Interview: Faysal Elhajjami
In what ways can Saudi Arabia become more competitive as a trading and shipping centre?
FAYSAL ELHAJJAMI: Saudi Arabia is an inbound market: the express sector averages anything between six and 10 inbound shipments for every outbound shipment. More and more companies are looking at Saudi Arabia as an attractive market, but there are several areas that require some streamlining or alignment with the international standards that companies are used to elsewhere. Customs clearance processes have improved significantly over the years, which has allowed for the introduction of the just-in-time concept to the Saudi market. More collaborative work is also being done from a systems perspective to enhance shipment security and tracking capability through our “Clear in the Air” technology.
Beyond the GCC, further trade links with countries including the US and China are increasing. For example, we have witnessed volumes from the US increase by between 100% and 200%. The purchasing power of customers in Saudi Arabia is of great importance, and the use of online platforms has drawn shipments to Saudi Arabia. Customers now expect a product from the US to reach their door in three to seven days, depending on the nature of the commodity.
Regulations in general need to be tailored to today’s consumer demands. While the internet allows for borderless shopping, there is a gap in understanding regarding the nature and quantities of commodities permitted, and the relevant paperwork required for each shipment to facilitate cross-border clearance. This puts pressure on shipping companies to educate customers about what can and cannot be shipped to the region or the country.

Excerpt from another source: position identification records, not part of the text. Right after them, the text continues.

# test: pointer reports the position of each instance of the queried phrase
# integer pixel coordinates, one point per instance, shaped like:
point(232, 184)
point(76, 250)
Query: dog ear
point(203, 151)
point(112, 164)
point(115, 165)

How can you explain the slow development of e-commerce across the Gulf?
ELHAJJAMI: Though slow to develop at first, e-commerce is now exploding at a phenomenal rate, which is largely due to the Kingdom’s changing demographics. Over the last decade a large number of young Saudis have returned to Saudi Arabia from the US and Europe, and a large number continue to come back, having completed their education abroad.
In contrast, young people from Africa and Asia that travel to Europe and the US to study often remain there. When Saudis return, they come back with knowledge, know-how, technology and high-quality service. This translates into the huge growth we are now seeing in e-commerce, but I am not sure that the shipping and logistics industry has been prepared properly for this level of growth. Residential addresses in the Kingdom are unstructured in a way that makes it very challenging for parcel delivery, which adds cost to the shipment and delays transit time. Customs clearance and regulation, as well as the burden of security, are also areas where growth in e-commerce will put pressure on the system as volumes continue to increase.
Where might private sector participation assist in developing the Kingdom’s logistics capabilities?
ELHAJJAMI: There are significant and diverse opportunities for private sector participation in developing the Kingdom’s economy. In logistics and shipping, aviation stands out as an area that is primed for expansion. It used to be that for us, goods were all shipped to Bahrain and then sent by truck to their destination in Saudi Arabia. Now, however, they are shipped by cargo plane to regional airports across the Kingdom. This is a much more efficient method, and the change will need to be applied to the shipping model as volume increases. In addition, the road network is in need of some work, especially the causeway connecting Bahrain and Saudi Arabia. Improvements to infrastructure should also encourage more investment, and will be a key factor in achieving the vision laid out by Prince Mohammed bin Salman Al Saud.